In one of his writings, he indicated some relevant data on the European Union: In 2006 there were 574 hospital beds per 100,000 inhabitants and in 2017 it fell to 504, a decrease of 12%, although the World Health Organization (WHO) recommends at least 800 beds.
Germany is the only EU country to maintain reasonable health standards. By chance, it is the only country where there are a limited number of deaths, even though there are many people infected. Germany has 25,000 ICU beds; Italy, with a similar population, 5,000. In the case of Madrid, one of the main outbreaks in the Spanish State, trade unions and health professionals have denounced that the basic health system has been abandoned. And that has been invested in equipment and high-grade analysis, less necessary, but economically profitable. It's terrible, a suicidal neoliberal policy.
How does Cuba, a poor country, send so many doctors? How does China, a country with a much lower per capita income than the EU, send aid and masks? It is not a question of there being no respirators in the EU countries, as it can technically be somewhat more complex. There's no mask. It's the delusion that this model has brought us.
Saturated health systems, confined population, but every effort is made to keep factories running.
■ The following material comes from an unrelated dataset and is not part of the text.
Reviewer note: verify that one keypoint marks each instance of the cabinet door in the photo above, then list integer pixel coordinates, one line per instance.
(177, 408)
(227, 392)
I have followed quite a few things from Italy. There, Cofindustria, the employer of the industry, has imposed itself on the government to keep the factories open in Lombardy. It is mind-blowing, many of these workers have very close contacts on the way to their work, have no face masks or gloves at work, minimal protection elements. In the area of Italy, where large deaths of people are being recorded. China closed the plant in the province of the outbreak and these types continue to accumulate capital in the midst of the pandemic. That's neoliberalism, it doesn't matter to send thousands of workers to death so the industry doesn't stop.
To stop it, you need deep-seated unions or purge unions themselves. In Italy there was what is called a savage strike, because part of the trade unionism, as is the case everywhere, is more in favour of employers than of workers. Neoliberalism has bought or leased some of the workers' addresses.
Another of the damage you mentioned is environmental damage. It says that natural and environmental conditions have been created so that viruses can spread faster and more deadly than ever before.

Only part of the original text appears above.